For Reg Adams the second Zeppelin raid on Bury St Edmunds is part of his family history.
But for his father Ernest, March 31, 1916 was the night he saw his own father and twin brother killed and narrowly missed death himself. Ernest was only 15.
Reg, of Newmarket Road, Bury, has looked into the stories of the raid, because his father Ernest told him what happened to him.
The Bury Free Press reports at the time do not name the town or the victims, for security reasons, and only say 28 people were killed across the eastern counties.
In fact, seven died in Bury, including mother Annie Dureall and her baby. After the war the log of Zeppelin L16 was found to say ‘made for Bury St Edmunds at midnight’, so the town was deliberately hit by what the BFP called ‘German baby-killers’.

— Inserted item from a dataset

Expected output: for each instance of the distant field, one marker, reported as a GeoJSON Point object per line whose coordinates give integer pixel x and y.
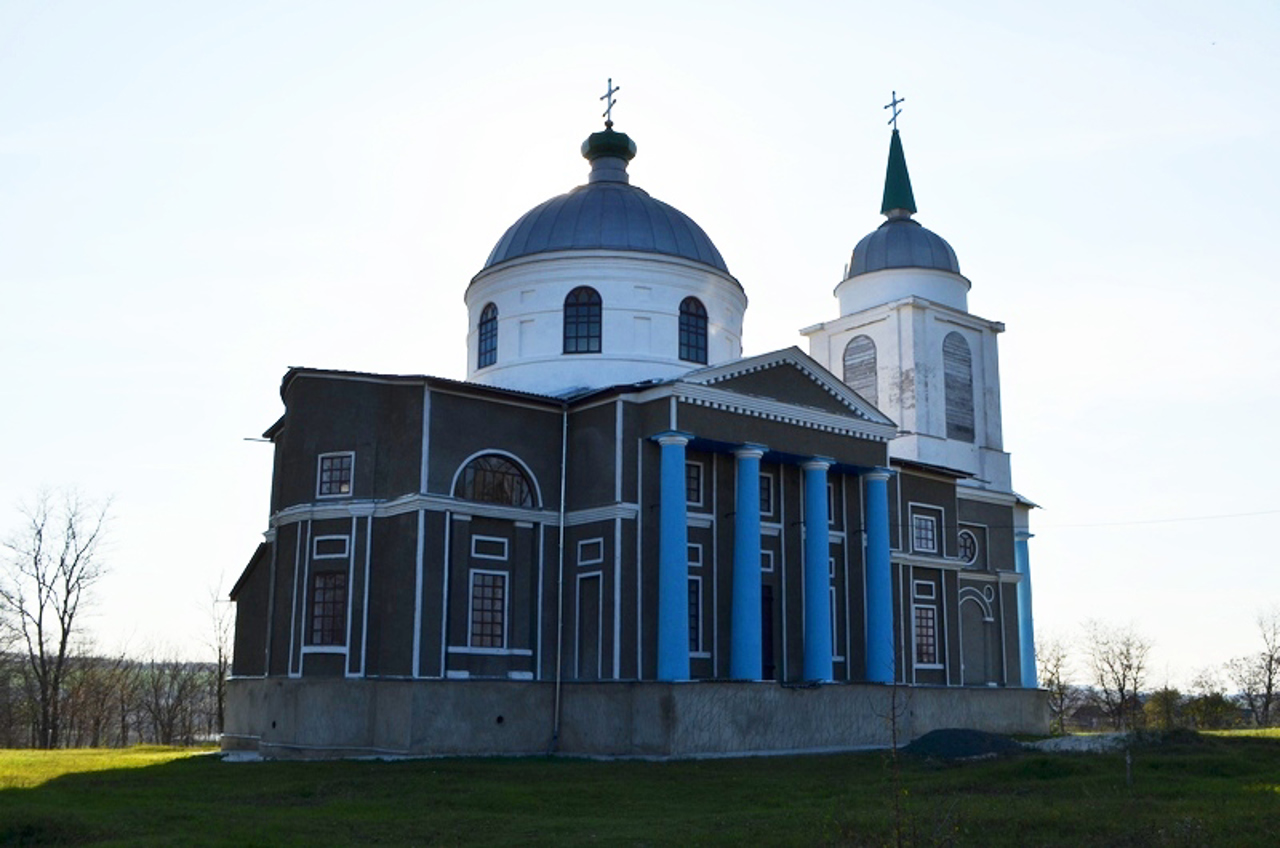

Reg’s grandfather Henry, whose large family lived in Raingate Street, worked for the council and his municipal horse was kept at Green King’s brewery stables.
Reg was told that as soon as they heard the Zeppelin, Henry said ‘Come on lads, let’s go look after the horse’. Henry went off with Ernest and his twin George and another son.

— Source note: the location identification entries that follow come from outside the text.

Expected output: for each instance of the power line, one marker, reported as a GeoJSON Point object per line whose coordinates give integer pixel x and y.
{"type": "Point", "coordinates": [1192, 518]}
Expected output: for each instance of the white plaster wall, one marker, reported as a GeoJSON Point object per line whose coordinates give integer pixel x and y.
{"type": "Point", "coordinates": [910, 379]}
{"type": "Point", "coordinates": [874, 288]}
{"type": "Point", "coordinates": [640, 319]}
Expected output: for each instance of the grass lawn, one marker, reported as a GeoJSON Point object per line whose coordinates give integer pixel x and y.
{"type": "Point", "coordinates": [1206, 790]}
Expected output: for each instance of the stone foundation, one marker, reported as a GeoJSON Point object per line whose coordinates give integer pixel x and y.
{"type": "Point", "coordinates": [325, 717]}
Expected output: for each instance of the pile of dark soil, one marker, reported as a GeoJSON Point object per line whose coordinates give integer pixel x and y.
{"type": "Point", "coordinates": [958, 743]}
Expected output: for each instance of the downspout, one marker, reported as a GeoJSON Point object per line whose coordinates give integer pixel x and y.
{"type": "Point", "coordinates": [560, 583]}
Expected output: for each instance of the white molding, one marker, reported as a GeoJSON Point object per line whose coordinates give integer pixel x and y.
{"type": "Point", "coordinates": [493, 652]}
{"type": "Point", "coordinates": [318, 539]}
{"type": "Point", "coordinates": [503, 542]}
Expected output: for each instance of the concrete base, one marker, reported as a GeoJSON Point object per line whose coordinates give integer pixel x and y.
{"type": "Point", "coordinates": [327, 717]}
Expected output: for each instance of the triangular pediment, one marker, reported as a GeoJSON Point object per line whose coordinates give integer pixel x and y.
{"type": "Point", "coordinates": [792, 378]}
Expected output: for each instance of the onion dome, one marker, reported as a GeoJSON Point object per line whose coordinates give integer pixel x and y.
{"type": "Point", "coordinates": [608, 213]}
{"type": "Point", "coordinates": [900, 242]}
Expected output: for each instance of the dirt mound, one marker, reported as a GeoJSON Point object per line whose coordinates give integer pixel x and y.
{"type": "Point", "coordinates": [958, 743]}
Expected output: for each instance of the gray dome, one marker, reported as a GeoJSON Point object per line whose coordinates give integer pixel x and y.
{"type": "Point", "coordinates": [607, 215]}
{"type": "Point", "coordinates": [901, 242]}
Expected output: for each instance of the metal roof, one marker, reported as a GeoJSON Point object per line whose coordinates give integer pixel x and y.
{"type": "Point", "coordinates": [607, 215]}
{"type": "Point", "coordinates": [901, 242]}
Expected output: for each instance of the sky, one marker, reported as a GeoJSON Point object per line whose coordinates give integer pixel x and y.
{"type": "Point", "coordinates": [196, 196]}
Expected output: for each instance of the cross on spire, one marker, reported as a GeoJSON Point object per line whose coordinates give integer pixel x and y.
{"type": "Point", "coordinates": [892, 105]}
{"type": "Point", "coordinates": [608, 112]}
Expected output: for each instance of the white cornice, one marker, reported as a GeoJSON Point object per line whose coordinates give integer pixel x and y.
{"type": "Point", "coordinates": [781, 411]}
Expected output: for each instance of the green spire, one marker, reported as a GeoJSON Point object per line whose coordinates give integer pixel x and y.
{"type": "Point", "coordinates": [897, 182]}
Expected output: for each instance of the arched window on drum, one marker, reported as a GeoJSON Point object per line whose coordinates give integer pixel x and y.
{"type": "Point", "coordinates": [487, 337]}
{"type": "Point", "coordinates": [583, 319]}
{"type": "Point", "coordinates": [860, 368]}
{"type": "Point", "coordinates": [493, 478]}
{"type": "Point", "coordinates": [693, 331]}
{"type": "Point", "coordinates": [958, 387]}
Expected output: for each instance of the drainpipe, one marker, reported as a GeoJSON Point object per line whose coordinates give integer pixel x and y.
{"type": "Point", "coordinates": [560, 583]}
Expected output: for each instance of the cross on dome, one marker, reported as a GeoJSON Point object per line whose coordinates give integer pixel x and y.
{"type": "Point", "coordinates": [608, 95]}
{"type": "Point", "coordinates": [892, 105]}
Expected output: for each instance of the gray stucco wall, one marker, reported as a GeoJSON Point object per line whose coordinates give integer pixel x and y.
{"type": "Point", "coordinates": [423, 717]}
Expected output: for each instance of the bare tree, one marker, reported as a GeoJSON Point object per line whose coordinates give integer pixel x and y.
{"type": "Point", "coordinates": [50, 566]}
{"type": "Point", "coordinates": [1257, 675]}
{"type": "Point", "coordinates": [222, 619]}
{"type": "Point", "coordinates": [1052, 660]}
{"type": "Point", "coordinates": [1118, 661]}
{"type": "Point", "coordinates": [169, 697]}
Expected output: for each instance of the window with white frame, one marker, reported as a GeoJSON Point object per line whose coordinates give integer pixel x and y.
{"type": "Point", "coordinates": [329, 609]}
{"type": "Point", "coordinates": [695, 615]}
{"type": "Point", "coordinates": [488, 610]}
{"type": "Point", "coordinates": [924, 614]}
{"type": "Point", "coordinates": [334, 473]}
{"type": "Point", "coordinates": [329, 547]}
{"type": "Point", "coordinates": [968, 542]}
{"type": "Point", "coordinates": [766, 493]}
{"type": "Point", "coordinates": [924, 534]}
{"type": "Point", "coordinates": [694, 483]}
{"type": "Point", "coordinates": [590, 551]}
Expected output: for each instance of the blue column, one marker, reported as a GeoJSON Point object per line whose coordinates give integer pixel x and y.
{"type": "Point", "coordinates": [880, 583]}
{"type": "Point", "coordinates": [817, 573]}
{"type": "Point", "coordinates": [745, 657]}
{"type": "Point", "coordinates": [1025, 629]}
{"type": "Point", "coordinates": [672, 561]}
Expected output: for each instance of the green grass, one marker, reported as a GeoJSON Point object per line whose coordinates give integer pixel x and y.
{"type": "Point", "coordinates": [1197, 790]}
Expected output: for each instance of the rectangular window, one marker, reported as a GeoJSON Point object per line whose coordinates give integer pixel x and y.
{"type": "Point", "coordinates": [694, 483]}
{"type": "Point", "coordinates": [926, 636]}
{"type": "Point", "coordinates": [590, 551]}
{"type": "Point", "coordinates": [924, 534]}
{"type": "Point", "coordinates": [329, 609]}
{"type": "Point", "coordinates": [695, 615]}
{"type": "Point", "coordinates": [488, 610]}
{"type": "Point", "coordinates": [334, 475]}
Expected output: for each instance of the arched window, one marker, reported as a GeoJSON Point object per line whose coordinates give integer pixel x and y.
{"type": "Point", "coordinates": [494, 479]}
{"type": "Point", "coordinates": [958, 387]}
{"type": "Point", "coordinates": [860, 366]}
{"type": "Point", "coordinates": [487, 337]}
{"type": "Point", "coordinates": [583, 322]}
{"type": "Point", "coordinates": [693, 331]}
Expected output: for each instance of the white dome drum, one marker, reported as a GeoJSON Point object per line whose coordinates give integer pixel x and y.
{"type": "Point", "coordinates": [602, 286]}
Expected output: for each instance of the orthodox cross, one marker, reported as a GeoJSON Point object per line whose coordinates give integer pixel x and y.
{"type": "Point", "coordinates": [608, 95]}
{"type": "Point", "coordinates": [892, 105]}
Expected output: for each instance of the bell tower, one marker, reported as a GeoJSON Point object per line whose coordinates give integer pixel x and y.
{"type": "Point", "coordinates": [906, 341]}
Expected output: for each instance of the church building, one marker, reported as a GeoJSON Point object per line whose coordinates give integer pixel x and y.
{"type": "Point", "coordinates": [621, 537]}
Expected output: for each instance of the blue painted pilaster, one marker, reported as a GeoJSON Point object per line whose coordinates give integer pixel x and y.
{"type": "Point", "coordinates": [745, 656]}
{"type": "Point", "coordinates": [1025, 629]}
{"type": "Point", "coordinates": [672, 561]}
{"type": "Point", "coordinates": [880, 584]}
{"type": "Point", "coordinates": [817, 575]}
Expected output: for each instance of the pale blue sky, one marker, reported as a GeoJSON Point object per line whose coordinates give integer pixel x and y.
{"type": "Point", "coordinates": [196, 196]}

Reg said: “They were going to comfort the horse because they could hear this thing above. He felt he had to go and look after his job and the horse.”
As they neared the Star of Prussia pub, on the corner of Prussia Lane and Southgate Street, they heard the three bombs whistling down.
“Father said he dived against the wall when he heard the bomb coming, and that was what saved him,” Reg said. “He was always nippy on his feet.
“Father ran up the road after the thing went off and picked up his father’s bowler hat and there was a big hole in it.”
The blast killed Henry and George. The other son was injured, but Reg does not know which of his uncles that was.
Ernest believed the Zeppelin was after Robert Boby’s engineering works on what is now Waitrose’s site, which was involved in munitions work.
A theory in 1917 was that someone came out of the pub with a light, which the Germans aimed at.
One Zeppelin involved in the eastern raids was brought down by gunfire in Kent.
But that night was not the last sadness the war brought Reg’s grandmother Charlotte. A little over a year later, on April 9, 1917, another son, Sidney, 21, was killed with the 2nd Battalion, Suffolk Regiment near Arras in France.
However, a family photo from 1929 shows Charlotte with her 12 surviving children. Reg knows of only one picture of his grandfather, showing him by a threshing machine.